The first act of the film is punctuated by a shocking moment of violence that I won’t spoil here, but it’s this moment, and not the death of Annie’s mother, that sends the Graham family into a downward spiral from which it does not recover.

This first act is very hard to watch. Aster’s screenplay and how he filmed it descend over the viewer like the blackest of shrouds. Houses of grief are never pleasant places, to be sure, but the situation in the Graham household feels not just permanent, but the beginning of the end of this family. This is aided by an excellent soundtrack by Colin Stetson. His music does much to evoke the bleak mood of the film.

The first 40 minutes of this film are as hard to watch as some of the more awful sequences in Eraserhead or Raging Bull. There were moments when I wondered if it was worth sticking with this film — when I questioned if there was any viewing enjoyment to be had. This goes back to the idea of fear versus dread in horror. Fear, as tough an emotion as it can be, can also be an exhilarating experience. Fear calls forth reserves of adrenaline and all sorts of other good time hormones, flooding the brain with an intoxicating effect. That’s what makes scary horror flicks so fun to watch. Dread has no such upside to it. I’ve never once sought out dread as a feeling because, unlike fear, there is no sweet aftereffect. Dread is dread, and the only thing good about dread is when it mercifully departs. That makes dread-based horror just about the opposite of entertaining.
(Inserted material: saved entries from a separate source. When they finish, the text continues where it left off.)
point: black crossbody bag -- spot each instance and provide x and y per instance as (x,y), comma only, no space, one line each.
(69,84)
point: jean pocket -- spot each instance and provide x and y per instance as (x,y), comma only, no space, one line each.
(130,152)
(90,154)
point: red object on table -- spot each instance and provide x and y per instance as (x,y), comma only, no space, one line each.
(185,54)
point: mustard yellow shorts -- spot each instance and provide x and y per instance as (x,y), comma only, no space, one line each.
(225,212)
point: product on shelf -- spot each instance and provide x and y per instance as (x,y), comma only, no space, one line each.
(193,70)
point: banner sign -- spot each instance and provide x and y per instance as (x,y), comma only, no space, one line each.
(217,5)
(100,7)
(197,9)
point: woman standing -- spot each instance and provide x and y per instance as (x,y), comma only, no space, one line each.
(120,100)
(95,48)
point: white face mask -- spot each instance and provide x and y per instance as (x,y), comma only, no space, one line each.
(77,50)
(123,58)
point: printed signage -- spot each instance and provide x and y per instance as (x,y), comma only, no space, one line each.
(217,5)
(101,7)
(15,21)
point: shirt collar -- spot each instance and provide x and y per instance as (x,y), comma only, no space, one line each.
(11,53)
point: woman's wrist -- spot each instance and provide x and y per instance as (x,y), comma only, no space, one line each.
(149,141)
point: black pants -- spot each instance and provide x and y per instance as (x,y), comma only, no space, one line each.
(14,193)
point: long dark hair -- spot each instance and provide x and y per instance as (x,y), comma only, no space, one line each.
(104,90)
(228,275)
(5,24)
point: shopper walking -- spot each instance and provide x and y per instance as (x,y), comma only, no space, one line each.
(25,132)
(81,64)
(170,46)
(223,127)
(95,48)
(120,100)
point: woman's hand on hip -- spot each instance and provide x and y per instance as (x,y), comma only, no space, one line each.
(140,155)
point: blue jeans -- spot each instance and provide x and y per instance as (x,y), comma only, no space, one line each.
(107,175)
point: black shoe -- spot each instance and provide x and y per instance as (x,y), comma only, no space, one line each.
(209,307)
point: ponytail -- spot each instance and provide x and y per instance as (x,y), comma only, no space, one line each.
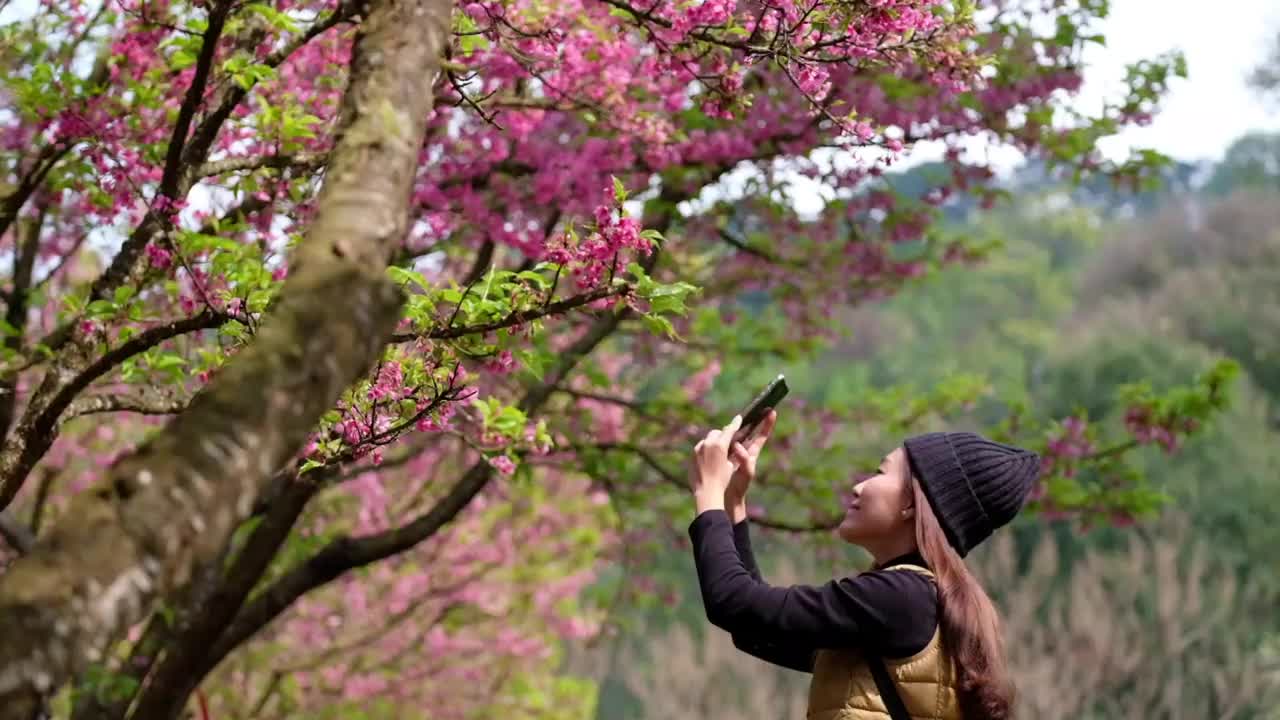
(970,627)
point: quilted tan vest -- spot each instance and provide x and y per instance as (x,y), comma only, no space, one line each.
(842,687)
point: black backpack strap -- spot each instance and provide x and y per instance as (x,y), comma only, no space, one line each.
(887,689)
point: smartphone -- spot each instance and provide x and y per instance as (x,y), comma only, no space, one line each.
(760,406)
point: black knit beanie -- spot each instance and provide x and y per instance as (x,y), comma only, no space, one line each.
(973,484)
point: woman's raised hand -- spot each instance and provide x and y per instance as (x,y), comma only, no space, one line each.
(746,456)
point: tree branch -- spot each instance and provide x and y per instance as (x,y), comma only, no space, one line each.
(519,317)
(300,162)
(172,177)
(16,313)
(12,203)
(172,505)
(35,434)
(13,532)
(97,404)
(172,680)
(347,554)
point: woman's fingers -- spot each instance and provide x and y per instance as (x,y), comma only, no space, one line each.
(763,431)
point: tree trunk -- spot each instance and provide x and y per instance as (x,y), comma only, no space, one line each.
(173,502)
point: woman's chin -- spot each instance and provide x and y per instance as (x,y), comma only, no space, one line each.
(849,529)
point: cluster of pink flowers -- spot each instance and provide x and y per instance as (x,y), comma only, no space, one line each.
(1064,450)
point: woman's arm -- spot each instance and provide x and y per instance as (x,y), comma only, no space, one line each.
(790,656)
(883,610)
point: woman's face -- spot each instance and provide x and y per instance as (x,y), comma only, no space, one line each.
(880,506)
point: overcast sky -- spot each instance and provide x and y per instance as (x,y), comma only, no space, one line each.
(1205,113)
(1212,106)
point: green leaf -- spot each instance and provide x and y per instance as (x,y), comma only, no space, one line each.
(182,59)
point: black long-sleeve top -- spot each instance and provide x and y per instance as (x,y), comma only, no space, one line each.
(888,613)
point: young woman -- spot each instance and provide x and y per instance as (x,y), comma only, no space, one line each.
(919,619)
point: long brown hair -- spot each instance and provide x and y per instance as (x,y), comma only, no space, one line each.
(970,625)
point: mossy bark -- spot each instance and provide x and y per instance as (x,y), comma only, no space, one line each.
(173,502)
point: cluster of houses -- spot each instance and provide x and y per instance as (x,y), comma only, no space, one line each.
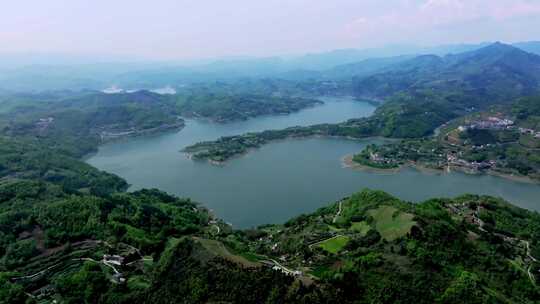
(496,123)
(492,123)
(43,123)
(454,160)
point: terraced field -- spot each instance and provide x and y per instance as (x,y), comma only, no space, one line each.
(391,223)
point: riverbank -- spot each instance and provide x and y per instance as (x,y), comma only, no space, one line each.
(348,162)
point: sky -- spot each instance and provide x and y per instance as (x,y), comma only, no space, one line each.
(180,29)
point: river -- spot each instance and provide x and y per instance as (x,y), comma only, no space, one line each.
(285,178)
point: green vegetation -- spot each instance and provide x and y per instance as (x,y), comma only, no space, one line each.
(71,234)
(334,245)
(391,223)
(480,142)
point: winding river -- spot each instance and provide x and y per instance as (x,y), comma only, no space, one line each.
(285,178)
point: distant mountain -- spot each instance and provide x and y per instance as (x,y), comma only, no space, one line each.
(492,73)
(530,46)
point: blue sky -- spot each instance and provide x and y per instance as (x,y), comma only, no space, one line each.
(179,29)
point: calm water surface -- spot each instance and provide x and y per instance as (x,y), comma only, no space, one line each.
(285,178)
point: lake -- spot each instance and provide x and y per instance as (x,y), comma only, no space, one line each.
(285,178)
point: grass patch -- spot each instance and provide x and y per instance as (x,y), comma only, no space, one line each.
(391,223)
(334,245)
(319,271)
(218,248)
(252,257)
(360,227)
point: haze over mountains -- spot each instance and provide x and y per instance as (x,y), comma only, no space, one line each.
(36,72)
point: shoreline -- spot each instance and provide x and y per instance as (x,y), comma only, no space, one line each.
(348,163)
But, I stuck with it, because this is a very good film. In the second act, things begin to get supernatural. It’s unclear until the last act if there really are supernatural shenanigans, or if all this grief and dread has broken some minds in the Graham household. The film slips into some comfortable horror tropes at this point, as well, but Aster manages to make these familiar snippets feel original.
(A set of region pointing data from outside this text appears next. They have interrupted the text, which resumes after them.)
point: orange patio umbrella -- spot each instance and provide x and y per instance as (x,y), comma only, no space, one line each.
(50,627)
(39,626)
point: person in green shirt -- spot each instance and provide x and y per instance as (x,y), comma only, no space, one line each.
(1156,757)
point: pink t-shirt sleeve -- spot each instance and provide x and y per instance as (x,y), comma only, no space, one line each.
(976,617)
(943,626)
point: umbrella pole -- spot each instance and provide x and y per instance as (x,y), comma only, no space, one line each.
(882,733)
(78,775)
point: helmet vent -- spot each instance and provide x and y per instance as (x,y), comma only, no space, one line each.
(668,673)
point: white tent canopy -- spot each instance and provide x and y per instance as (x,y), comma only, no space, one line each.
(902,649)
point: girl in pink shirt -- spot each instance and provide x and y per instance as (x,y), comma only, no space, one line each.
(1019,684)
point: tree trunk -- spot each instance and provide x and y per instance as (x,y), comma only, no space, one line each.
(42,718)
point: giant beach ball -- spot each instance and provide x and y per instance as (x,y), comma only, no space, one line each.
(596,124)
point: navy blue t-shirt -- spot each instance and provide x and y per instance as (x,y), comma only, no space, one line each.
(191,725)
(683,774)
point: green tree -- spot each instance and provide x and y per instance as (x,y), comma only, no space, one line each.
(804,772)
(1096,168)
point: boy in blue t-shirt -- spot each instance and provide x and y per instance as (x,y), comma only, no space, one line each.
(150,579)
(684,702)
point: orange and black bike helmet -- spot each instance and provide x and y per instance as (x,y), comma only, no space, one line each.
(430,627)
Get through the first act, and Hereditary becomes a more conventional horror flick as it continues on, but Aster, despite this being his first feature, is a skilled filmmaker. His pace is tight, as is the storytelling. There is little to no fault in his direction.

As for the performances, the film is dominated by Toni Collette. Her character is the very personification of stress. Her grief feels real and complete. I doubt I’ll see a better performance from another actor or actress this year.

Hereditary is one hell of a horror flick. Its psychological aspects are much more disturbing than the supernatural stuff, to the point that I was a little disappointed where Aster finally chose to go, but that doesn’t stop this from being a very powerful film.